GenAI Assertions are a great option for validating more complex aspects of your application, including text and visual details. However, since generative AI is non-deterministic in nature, it is important to write an effective assertion description that yields valid and reliable results.
This article offers best practices that you can apply when creating and testing out your GenAI Assertions:
- Write a clear and concise assertion description
- Include examples
- Test a few passing and failing scenarios
Mabl’s generative AI capabilities are built on top of Google Cloud’s enterprise AI tools. Neither mabl nor our service partner, Google Cloud, use customer data for training these models. If you have any concerns about the use of generative AI in mabl, please reach out to your customer success manager.
Write a clear and concise assertion description
To increase the likelihood that a GenAI Assertion behaves as you expect it to, make sure your assertion description is clear and concise. A good assertion description is sufficiently strict without being overly specific.
If your assertion description is too vague, the test can pass when in fact a regression or failure has occurred. For example, if you assert that the page has loaded
, the assertion could pass because the page loads without any significant errors, even if the page is actually missing components that are critical to its purpose, such as a submit button on a form.
On the other hand, too many specific criteria or complex combinations can be difficult to evaluate correctly. If necessary, break down a complex assertion with many different cases or criteria into multiple GenAI Assertions.
If you ask that a table is sorted, the models used for GenAI Assertions have a tendency to lean toward "strict" ascending or descending order. If there are duplicate values in the table, the assertion will fail.

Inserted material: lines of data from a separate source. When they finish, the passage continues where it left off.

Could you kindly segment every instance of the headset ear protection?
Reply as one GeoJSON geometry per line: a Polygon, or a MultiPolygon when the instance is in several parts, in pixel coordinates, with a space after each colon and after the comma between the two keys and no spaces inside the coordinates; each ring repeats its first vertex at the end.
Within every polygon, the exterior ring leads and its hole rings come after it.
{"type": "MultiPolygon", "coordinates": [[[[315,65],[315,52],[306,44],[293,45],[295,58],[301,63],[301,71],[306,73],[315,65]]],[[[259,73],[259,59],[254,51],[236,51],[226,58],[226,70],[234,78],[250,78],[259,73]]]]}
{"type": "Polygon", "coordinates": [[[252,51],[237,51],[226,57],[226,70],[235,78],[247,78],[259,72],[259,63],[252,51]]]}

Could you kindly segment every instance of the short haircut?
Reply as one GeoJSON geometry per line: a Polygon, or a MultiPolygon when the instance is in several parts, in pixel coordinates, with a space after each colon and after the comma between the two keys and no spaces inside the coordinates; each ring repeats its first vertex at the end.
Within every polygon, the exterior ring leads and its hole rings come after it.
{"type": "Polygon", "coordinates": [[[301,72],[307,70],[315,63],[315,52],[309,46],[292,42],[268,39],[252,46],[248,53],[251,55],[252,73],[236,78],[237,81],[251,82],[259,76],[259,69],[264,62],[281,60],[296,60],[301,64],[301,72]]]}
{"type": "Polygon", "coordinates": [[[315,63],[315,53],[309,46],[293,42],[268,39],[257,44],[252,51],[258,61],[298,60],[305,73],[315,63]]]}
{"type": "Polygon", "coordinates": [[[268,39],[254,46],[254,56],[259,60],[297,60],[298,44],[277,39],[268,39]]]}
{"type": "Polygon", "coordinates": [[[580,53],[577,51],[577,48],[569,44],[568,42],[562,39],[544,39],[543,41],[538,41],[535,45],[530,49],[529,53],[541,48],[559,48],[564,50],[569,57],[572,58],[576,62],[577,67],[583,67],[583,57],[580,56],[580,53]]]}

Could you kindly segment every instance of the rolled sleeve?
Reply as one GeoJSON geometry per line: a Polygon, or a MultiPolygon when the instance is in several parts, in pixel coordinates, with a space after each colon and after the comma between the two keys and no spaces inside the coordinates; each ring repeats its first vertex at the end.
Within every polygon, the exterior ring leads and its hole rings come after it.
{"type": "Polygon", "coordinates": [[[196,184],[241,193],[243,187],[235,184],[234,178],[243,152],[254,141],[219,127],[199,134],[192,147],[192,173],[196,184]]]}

In this situation, you should write a more explicit assertion description that specifies that the sorting can include duplicate values.
Include examples
Add examples to the end of the assertion description to ensure that the test focuses on the correct details:
For example, the assertion should fail in cases like…, …, or …. The should pass in cases like…, …, …
like … or …
such as … or …
Test a few passing and failing scenarios
Since generative AI is non-deterministic in nature, the results of a GenAI Assertion can vary. To build a more reliable assertion, test a few passing and failing scenarios and iterate on the assertion description if the result isn't satisfactory.
Imagine you want to assert that a page is in Japanese. The following examples show how you can iterate on the assertion description based on the results:
Assertion description: "The page should be in Japanese." |
Result: "FAIL - While most of the page was in Japanese, some words, including 'New', 'FRESH', 'latest', and 'webhook', were in English. |
The assertion description didn't take exceptions into account, so you revise the assertion description to exclude the English words returned in the result:
Assertion description: "Verify that the page is in Japanese except for 'NEW', 'FRESH', 'latest', and 'webhook'." |
Result: "FAIL - While most of the page was in Japanese, there are other English acronyms on the page, such as 'URL'." |
With this feedback, you decide to generalize the exceptions to categories that are allowed to appear in English:
Assertion description: Verify that the page is in Japanese and does not have text in English other than words that are brands, names, acronyms, and words with no common Japanese translation and some small badges with short, common English words like "NEW." |
Result: "PASS - excluding the exceptions, the page is in Japanese." |
Success! You decide to test the assertion on a page which has an untranslated "submit" button. The assertion should fail, but it doesn't. Based on the result from this failing scenario, you update the assertion description again with examples:
Assertion description: Verify that the page is in Japanese and does not have any buttons, links, or significant chunks of text in English other than words that are brands, names, acronyms, and words with no common Japanese translation and some small badges with short, common English words like "NEW". Some examples of allowed English that should pass the assertion: "latest" with a different background color than the surrounding text would be considered a badge; "Mt. Everest", "John Doe", "JavaScript", and "Pepsi" would be names and brands that do not need translation; "URL", "API", "E2E", and "webhook" would be acronyms and words that do not need translation. Some examples of English that should fail the assertion: "Violation history", "Submit", "Cancel", "OK", "name", and "result" are all English words or phrases that should have been translated to Japanese because they do not meet the allowed English exception criteria. |
Result: "FAIL - Most of the page is in Japanese, and most English words on the page fit the assertion criteria. However, the page includes a button with the English word 'submit', which does not fit the assertion criteria." |
Success! The assertion fails, which was the result you wanted. Iterating on the assertion description and testing it out in passing and failing scenarios helps ensure that the assertion helps you accomplish your testing goals.
In browser tests, to simulate a failing scenario, you can use Chrome DevTools to manually update the page.